Janda ne babillait pas comme à son habitude. Avait-elle, comme moi, le pressentiment que nos routes étaient sur le point de s'écarter? Jusqu'à ce jour, Janda n'était pour moi qu'une amie, une compagne de route, courageuse et débrouillarde. En emballant le reste de mes affaires, je la voyais soudain avec d'autres yeux... une jeune fille plutôt jolie, vive, forte, pétillante.


Tout le long du chemin qui nous conduisait au port, elle me suivit sans paroles. Ma détermination de partir faiblissait de minute en minute. Peut-être, me disais-je, pourrions-nous trouver du travail à Gdansk et nous y établir tous les deux. Je n'étais pas connu dans cette ville et il était peu probable qu'on m'y recherchât.

C'est Janda qui brisa le silence. "Nous allons devoir nous séparer, Ovide, je le sais et tu le sais. Tu es triste et ma tristesse est au moins aussi grande que la tienne. Le projet que tu as fait de te rendre en pays lointain, tu es maintenant prêt à l'abandonner, je le sens. L'idée de te voir partir me brise le coeur et le corps comme la meule le grain de blé, mais tu dois aller de l'avant, Ovide, avec ou sans moi. Voilà ce que je te propose: s'il est possible que nous fassions le voyage ensemble, je te suivrai, partout, si tu le veux. Si tu dois partir seul, tu le feras. Je resterai ici, voyageant dans ma tête, imaginant les mers, les fleuves, les terres que tu devras traverser pour arriver au pays de ton rêve. Quoiqu'il advienne alors, je pourrai vivre heureuse, car je t'aurai connu." Les yeux embués de larmes, elle esquissa un pâle sourire en ma direction et prit ma main dans la sienne, l'enveloppant d'une tendresse qui me chavira.

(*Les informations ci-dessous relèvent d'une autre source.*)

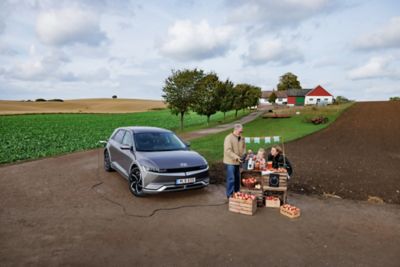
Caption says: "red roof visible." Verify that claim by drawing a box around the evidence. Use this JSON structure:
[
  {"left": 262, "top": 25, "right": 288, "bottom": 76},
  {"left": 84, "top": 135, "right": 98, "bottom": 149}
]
[{"left": 307, "top": 85, "right": 332, "bottom": 96}]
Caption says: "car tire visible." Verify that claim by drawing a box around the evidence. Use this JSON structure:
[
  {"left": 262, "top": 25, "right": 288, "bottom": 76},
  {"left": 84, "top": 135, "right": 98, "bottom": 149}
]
[
  {"left": 104, "top": 150, "right": 114, "bottom": 172},
  {"left": 129, "top": 166, "right": 144, "bottom": 197}
]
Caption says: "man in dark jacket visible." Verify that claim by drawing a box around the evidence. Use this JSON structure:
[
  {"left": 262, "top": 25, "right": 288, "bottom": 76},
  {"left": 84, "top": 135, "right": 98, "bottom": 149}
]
[{"left": 268, "top": 146, "right": 293, "bottom": 176}]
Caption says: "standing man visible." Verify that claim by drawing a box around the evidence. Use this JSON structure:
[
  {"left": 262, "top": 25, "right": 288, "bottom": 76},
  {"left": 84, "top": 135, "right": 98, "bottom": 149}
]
[{"left": 224, "top": 124, "right": 246, "bottom": 198}]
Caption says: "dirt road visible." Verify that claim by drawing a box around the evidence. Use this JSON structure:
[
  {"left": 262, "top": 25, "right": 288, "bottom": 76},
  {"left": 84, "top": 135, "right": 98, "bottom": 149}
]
[{"left": 0, "top": 150, "right": 400, "bottom": 266}]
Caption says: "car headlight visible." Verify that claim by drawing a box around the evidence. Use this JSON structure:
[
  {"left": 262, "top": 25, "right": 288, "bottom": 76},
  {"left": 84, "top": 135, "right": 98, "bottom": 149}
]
[{"left": 143, "top": 165, "right": 160, "bottom": 172}]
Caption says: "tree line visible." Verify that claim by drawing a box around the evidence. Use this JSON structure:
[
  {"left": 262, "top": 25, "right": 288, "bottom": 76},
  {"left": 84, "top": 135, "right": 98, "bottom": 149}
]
[{"left": 162, "top": 69, "right": 261, "bottom": 130}]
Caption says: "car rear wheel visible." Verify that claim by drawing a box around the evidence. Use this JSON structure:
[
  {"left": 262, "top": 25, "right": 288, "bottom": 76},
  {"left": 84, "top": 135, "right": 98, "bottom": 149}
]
[
  {"left": 129, "top": 167, "right": 144, "bottom": 197},
  {"left": 104, "top": 150, "right": 114, "bottom": 172}
]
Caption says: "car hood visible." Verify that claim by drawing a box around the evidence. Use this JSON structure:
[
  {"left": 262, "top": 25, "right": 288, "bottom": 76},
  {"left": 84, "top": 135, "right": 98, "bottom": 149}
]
[{"left": 137, "top": 150, "right": 207, "bottom": 169}]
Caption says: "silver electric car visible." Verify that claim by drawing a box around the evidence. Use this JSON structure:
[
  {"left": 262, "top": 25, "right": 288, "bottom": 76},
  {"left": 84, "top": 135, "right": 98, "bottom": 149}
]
[{"left": 104, "top": 127, "right": 210, "bottom": 196}]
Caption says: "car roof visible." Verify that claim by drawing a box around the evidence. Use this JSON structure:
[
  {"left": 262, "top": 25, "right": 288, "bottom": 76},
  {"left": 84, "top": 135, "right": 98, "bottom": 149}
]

Le port était très animé en ce début d'après-midi. Débardeurs et marins s'affairaient à remplir ou à vider les cales de dizaines d'énormes bâtiments amarrés au quai. Nos essais répétés pour trouver du travail sur l'un de ces navires furent vains. On nous fit vite comprendre que seuls les hommes et les garçons pouvaient faire partie d'un équipage. Partout, on se gaussa de notre naïveté et de notre sottise d'espérer être engagés tous les deux.

Nous quittâmes les lieux la mort dans l'âme. Nous dépensâmes les quelques zlotys que nous avions pour acheter un quignon de pain et de la saucisse que nous grignotâmes, sans appétit, en regagnant le petit parc. Je promis à Janda de ne jamais l'abandonner, du moins aussi longtemps qu'elle n'aurait pas trouvé du travail et un gîte convenable. Elle ne dit mot, mais semblait d'accord. Ce ne fut que tard dans la nuit que nous pûmes fermer l'oeil.